Login and signup screens set the tone for the user's entire experience with the app and are important to get right - they should feel like exciting entry points into the next level of the user journy. A janky login form with misaligned inputs and no feedback dminishes excitement and undermines trust before the user even gets in.

Login and signup are separate moments - even if the underlying code is the same for both. A new user signing up should feel like they are creating a new account. A user logging in should feel like they are being welcomed back. Auth is always a pain for users, even when it's as frictionless as this, so take care to use Sign Up screens as moments to communicate value and help the user get excited about what they are joining.

Consult the `visualDesignExpert` to help you work through authentication at a high level, including when and where to show auth, and the design of specific screens.

### Rules for Building Auth Screens
**Auth modes:** Think about which mode(s) makes the most sense for the type of app you are building. Consumer apps likely to be used on mobile should probably tend toward SMS auth as the default - business apps used on desktop make more sense to use email verification - or allow both, there's no harm in giving the user choice!

**Verification code input:** The 6-digit code entry is the critical moment. Prefer to design it as individual digit boxes (not a single text input), with auto-advance between digits, a beautiful animation and auto-submit on paste, and clear visual feedback. The boxes should be large enough to tap easily on mobile. Show a subtle animation on successful verification. Error states should be inline and immediate, not a separate alert. Make sure there is no layout shift when loading in the success/error states - loading spinners must never pop in below the input and shift the content, for example.

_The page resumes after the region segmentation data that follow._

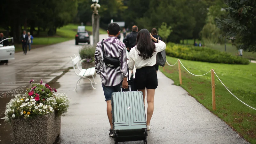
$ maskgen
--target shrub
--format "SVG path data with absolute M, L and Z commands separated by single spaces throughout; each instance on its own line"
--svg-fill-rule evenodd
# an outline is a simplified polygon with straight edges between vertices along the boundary
M 80 57 L 83 59 L 94 59 L 94 53 L 96 49 L 95 45 L 84 45 L 79 51 Z
M 184 60 L 228 64 L 248 64 L 248 60 L 210 48 L 168 43 L 166 54 Z

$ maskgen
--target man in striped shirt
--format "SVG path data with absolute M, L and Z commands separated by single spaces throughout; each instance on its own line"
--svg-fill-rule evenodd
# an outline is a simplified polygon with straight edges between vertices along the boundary
M 112 68 L 107 66 L 104 62 L 101 42 L 97 44 L 95 52 L 95 68 L 97 74 L 101 78 L 101 83 L 107 102 L 107 113 L 108 118 L 110 129 L 109 136 L 113 136 L 112 108 L 110 100 L 112 92 L 120 91 L 120 86 L 123 88 L 128 88 L 128 66 L 126 56 L 126 48 L 124 44 L 120 41 L 117 37 L 120 34 L 120 27 L 117 24 L 112 23 L 108 28 L 108 36 L 104 40 L 104 46 L 105 56 L 119 59 L 120 66 Z

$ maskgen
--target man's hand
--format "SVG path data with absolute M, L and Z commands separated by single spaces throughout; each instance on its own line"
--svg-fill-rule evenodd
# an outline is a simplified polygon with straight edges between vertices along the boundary
M 127 82 L 127 77 L 124 77 L 123 79 L 122 87 L 125 89 L 127 89 L 129 87 L 128 82 Z

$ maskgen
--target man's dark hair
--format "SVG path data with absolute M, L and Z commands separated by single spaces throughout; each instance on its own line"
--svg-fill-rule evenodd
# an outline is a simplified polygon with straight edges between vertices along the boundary
M 108 30 L 110 35 L 116 36 L 120 31 L 120 27 L 116 23 L 111 23 L 108 25 Z

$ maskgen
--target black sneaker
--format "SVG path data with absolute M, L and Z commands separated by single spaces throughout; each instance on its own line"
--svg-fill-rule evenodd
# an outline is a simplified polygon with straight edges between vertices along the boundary
M 111 130 L 110 129 L 109 130 L 109 133 L 108 134 L 108 135 L 109 135 L 110 137 L 113 137 L 114 136 L 114 134 L 113 134 L 113 130 Z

**The send/resend flow:** After the user enters their email or phone and taps "Send code," show clear confirmation that the code was sent ("Check your email" with the address displayed). Include a resend option with a cooldown timer (e.g., "Resend in 30s"). The transition from "enter email/phone" to "enter code" should feel smooth, not like a page reload. Always make sure the user can cancel and exit the flow (e.g., they had a typo in their email, or remembered they used a different email to sign up).

**The overall login page:** This is a branding moment. Use the app's full visual identity — colors, typography, any logos, hero imagery, or illustration. A centered card on a branded background is a classic pattern. Don't make it look like a generic SaaS login template. The login page must feel like it belongs to this specific app. Consult the `visualDesignExpert` for guidance on how to really make this shine.

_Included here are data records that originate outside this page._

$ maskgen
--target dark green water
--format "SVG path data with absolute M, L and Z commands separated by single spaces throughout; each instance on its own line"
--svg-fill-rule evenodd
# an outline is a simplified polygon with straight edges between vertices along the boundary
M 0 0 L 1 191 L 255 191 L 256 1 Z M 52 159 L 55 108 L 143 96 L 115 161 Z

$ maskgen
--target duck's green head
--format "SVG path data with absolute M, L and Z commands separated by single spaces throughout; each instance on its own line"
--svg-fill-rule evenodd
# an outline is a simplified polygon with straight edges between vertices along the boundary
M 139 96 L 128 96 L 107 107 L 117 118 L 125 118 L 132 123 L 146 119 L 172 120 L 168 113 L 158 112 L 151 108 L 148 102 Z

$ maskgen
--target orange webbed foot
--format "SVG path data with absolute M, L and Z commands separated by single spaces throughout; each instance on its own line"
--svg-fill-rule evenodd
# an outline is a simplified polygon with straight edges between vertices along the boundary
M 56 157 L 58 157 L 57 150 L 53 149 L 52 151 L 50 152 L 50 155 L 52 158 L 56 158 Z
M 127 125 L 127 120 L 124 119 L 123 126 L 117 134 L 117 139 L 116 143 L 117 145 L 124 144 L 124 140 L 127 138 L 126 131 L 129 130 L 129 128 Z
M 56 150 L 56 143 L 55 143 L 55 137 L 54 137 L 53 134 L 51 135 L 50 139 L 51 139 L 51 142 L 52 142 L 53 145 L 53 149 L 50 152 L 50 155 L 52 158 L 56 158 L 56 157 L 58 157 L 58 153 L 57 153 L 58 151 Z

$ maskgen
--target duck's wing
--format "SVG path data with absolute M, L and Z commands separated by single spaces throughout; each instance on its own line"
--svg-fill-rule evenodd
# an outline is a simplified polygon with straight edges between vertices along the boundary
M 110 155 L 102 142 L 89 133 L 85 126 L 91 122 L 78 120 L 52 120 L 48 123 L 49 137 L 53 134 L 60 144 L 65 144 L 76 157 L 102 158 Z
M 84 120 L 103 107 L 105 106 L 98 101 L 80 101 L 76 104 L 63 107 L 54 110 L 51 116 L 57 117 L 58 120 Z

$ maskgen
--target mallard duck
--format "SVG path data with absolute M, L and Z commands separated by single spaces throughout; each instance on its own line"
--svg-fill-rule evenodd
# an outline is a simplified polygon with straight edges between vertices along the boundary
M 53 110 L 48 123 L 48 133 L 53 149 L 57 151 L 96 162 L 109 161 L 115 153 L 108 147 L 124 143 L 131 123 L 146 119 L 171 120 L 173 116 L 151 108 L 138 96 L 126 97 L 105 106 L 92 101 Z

**Post-login transition:** After successful verification, the transition into the app should feel seamless and instant. Avoid a blank loading screen — if data needs to load, show the app shell with skeleton states. Always make sure the user has a way of logging out.

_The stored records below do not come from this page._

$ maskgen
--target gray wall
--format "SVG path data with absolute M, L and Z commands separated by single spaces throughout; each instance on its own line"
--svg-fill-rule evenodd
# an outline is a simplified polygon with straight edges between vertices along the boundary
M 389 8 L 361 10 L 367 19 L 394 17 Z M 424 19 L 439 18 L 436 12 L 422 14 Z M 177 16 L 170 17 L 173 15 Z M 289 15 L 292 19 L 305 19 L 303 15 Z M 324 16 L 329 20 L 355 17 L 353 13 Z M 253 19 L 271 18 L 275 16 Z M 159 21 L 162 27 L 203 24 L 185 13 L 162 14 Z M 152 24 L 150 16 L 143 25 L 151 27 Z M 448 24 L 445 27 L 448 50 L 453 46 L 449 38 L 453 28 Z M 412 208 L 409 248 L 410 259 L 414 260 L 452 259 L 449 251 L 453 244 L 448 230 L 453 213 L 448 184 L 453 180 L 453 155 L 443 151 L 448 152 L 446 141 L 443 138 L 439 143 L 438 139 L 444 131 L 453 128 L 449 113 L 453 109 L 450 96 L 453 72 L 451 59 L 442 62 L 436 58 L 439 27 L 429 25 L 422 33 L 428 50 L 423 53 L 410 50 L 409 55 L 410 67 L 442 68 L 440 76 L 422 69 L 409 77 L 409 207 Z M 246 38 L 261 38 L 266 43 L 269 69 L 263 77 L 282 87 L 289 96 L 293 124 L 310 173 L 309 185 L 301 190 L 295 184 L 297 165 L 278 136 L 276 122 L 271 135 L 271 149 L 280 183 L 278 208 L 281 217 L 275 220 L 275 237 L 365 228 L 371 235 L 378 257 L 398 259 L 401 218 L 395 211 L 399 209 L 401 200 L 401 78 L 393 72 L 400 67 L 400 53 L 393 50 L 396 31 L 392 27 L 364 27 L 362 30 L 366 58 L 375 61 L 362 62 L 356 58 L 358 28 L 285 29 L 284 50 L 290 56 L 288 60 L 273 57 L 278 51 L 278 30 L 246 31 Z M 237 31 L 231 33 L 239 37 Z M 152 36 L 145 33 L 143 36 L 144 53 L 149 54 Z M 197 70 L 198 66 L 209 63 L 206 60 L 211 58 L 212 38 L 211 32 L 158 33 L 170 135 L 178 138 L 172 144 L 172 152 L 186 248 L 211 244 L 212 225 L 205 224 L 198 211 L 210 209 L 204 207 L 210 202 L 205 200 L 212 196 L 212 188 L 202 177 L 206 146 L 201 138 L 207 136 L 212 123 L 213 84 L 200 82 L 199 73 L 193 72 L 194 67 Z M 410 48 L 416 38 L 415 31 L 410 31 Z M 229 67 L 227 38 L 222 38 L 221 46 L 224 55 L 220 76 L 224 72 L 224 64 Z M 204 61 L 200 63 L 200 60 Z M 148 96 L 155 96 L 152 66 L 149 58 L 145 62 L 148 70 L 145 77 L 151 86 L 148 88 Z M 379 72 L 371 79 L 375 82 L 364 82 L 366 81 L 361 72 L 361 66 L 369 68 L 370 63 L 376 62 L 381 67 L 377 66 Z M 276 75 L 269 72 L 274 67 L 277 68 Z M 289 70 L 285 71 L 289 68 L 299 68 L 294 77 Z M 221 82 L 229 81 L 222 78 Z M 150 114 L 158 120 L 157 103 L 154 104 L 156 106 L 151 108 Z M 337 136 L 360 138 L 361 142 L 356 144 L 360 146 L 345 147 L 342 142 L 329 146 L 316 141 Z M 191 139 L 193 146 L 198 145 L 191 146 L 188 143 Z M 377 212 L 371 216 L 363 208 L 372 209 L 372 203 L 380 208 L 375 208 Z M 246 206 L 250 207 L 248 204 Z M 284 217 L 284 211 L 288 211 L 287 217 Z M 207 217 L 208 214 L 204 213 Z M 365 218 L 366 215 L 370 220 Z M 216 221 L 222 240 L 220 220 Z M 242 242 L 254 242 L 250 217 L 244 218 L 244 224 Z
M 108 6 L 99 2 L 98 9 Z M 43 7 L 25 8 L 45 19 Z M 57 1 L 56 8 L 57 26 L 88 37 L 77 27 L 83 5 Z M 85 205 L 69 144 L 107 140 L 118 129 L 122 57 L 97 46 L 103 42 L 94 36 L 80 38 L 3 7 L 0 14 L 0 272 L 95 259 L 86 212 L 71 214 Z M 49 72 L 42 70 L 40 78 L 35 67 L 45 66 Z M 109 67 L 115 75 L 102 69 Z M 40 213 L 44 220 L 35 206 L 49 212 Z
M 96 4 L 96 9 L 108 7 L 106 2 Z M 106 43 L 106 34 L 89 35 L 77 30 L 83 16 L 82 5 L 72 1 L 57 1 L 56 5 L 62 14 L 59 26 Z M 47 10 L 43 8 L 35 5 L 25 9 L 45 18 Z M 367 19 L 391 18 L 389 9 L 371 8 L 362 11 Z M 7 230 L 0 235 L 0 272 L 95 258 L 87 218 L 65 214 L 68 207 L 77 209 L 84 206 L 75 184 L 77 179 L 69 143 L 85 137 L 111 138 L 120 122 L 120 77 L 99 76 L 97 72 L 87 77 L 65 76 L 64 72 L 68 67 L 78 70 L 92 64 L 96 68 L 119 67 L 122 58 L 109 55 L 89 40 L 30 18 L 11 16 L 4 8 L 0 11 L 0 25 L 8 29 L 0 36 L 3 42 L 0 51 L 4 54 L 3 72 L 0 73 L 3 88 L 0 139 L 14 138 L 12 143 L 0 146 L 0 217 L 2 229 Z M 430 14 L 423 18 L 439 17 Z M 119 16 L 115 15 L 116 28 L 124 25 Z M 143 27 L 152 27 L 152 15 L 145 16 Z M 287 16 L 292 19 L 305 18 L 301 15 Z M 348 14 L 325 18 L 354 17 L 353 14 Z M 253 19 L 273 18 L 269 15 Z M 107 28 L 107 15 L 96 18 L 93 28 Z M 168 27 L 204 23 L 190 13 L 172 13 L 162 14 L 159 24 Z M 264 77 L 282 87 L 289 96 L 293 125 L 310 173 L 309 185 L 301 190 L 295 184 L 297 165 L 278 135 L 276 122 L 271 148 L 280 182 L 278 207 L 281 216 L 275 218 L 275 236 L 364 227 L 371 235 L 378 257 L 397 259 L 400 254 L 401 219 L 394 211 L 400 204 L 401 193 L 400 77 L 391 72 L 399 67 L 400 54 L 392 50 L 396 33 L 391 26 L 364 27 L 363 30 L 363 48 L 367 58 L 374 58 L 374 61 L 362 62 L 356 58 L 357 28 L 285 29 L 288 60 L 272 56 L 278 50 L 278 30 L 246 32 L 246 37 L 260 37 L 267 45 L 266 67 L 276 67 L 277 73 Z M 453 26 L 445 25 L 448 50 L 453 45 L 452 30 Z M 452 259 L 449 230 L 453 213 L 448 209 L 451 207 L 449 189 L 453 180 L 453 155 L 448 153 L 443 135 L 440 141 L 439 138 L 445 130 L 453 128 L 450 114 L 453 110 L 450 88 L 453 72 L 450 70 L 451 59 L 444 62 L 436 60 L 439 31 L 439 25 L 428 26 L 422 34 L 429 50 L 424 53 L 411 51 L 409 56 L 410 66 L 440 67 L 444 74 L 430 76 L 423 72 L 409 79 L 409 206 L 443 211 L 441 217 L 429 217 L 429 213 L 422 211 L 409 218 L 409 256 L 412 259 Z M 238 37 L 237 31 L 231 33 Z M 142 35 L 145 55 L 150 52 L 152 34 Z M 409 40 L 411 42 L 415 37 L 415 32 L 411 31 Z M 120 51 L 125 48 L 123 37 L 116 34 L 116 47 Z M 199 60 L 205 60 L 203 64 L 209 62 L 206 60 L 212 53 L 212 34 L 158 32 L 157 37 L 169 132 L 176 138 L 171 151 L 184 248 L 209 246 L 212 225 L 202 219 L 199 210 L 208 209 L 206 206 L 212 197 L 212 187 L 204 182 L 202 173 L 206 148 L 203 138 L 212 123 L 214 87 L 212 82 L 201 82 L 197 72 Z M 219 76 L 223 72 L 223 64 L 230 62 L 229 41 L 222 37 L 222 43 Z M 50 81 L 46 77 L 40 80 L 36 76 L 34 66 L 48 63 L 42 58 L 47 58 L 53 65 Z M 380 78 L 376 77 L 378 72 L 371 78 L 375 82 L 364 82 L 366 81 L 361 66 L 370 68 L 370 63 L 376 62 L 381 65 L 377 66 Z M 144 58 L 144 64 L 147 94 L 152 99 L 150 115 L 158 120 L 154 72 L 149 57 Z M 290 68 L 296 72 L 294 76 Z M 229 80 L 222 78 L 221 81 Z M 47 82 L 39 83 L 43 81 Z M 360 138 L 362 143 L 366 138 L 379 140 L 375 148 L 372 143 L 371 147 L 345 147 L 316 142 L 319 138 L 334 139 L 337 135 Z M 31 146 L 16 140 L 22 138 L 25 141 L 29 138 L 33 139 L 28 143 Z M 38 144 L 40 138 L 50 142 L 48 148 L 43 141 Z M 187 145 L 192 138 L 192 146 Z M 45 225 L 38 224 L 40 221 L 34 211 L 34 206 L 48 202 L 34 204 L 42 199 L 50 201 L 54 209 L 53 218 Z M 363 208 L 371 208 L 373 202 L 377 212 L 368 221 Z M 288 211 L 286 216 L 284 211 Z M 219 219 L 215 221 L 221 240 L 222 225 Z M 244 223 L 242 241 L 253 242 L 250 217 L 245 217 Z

## Testing Auth in Development

Auth works the same in dev/preview as in production — real verification codes are sent to real email addresses and phone numbers. There are two test bypasses:

- **Email:** `remy@mindstudio.ai` — verification code is always `123456`
- **Phone:** any `555` number (e.g. `+15551234567`) — verification code is always `123456`

All other emails and phone numbers receive real codes. There is no dev-mode bypass, no fake code, and no way to skip verification. When testing auth flows in the preview, use one of the test bypasses above or a real email/phone.

The `runMethod` tool's `userId: "testUser"` shortcut resolves to this same dev-bypass identity. The platform find-or-creates a real users-table row for it on first call and caches the row's UUID for the rest of the dev session. **`auth.userId` inside the method is that UUID — not the literal string `"testUser"`.** The user row already exists, so don't try to insert it. If you need the UUID to seed app-specific rows that reference it (profiles, preferences, foreign keys), read it from any method response or query the users table directly: `SELECT id FROM users WHERE email = 'remy@mindstudio.ai'` (or `phone = '+15555555555'` for SMS-auth apps).

Browser automation tools (screenshots, automated browser tests) handle their own auth sessions. Scenarios seed database data but do not create browser auth sessions.